Of course, Reid is putting this with conditions, which is that he wants amendments to the bill at committee, which includes raising the legal age to 21 (because that will totally help kill the black market), and allowing communities to maintain their own prohibitions (again, good luck with the black market). More interestingly is the fact that Reid is promising a “constituency referendum” on whether or not he should vote for the bill at third reading.

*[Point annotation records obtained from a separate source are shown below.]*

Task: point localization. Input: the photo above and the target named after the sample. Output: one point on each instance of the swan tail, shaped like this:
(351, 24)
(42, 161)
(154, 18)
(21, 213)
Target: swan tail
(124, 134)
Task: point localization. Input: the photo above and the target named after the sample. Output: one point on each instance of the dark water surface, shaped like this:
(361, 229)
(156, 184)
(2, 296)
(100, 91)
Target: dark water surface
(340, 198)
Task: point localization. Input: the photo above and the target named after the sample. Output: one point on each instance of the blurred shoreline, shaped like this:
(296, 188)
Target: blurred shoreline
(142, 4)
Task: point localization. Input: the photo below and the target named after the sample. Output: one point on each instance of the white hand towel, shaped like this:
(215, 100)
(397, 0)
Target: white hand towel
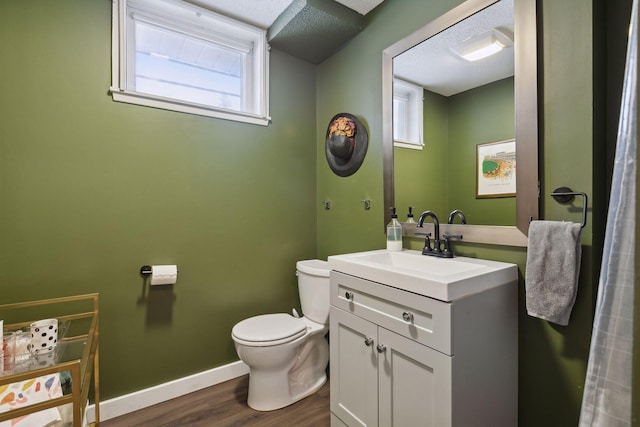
(553, 267)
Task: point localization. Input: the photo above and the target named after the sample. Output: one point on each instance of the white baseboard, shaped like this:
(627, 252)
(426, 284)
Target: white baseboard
(127, 403)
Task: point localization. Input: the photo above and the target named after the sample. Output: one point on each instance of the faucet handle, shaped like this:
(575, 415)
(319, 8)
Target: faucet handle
(447, 252)
(427, 242)
(452, 236)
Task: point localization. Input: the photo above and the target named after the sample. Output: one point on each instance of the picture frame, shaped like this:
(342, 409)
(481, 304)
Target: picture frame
(496, 169)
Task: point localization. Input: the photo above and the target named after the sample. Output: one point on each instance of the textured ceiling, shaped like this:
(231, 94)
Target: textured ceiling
(263, 13)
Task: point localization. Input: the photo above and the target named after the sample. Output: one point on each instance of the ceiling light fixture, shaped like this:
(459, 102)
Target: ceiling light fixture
(483, 45)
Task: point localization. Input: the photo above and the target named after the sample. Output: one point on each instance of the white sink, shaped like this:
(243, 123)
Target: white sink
(445, 279)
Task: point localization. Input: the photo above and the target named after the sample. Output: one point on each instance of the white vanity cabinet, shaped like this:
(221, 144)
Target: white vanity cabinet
(403, 359)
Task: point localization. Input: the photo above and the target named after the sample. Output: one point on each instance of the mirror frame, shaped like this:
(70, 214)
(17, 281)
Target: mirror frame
(526, 118)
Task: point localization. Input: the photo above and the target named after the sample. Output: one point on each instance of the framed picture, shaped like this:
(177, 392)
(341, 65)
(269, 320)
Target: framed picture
(496, 169)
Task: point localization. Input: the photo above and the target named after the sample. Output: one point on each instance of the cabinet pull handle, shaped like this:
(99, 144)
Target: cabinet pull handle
(407, 316)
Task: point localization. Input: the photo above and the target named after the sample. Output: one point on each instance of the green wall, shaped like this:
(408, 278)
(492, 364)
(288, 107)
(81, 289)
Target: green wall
(552, 358)
(442, 176)
(415, 171)
(91, 190)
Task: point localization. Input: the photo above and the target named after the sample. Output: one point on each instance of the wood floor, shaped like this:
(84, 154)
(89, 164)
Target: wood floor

It’s this referendum that I have questions about, but Reid points out in his statement that he has done this thrice before, so I’m not sure by what method he did (phone poll? Online voting?) and it’s more indicative of the Reform Party era where this sort of thing was promised a lot, and then rapidly fell into disuse because it’s not easy to organize, especially on a consistent basis with the volume of legislation that can pass through the Commons in any given session. Nevertheless, it’s novel and likely riddled with problems, and I’m not sure I would want to see MPs doing it on a regular basis because part of why we elect them in the way we do is for their judgment in a representative democracy. But…it’s novel.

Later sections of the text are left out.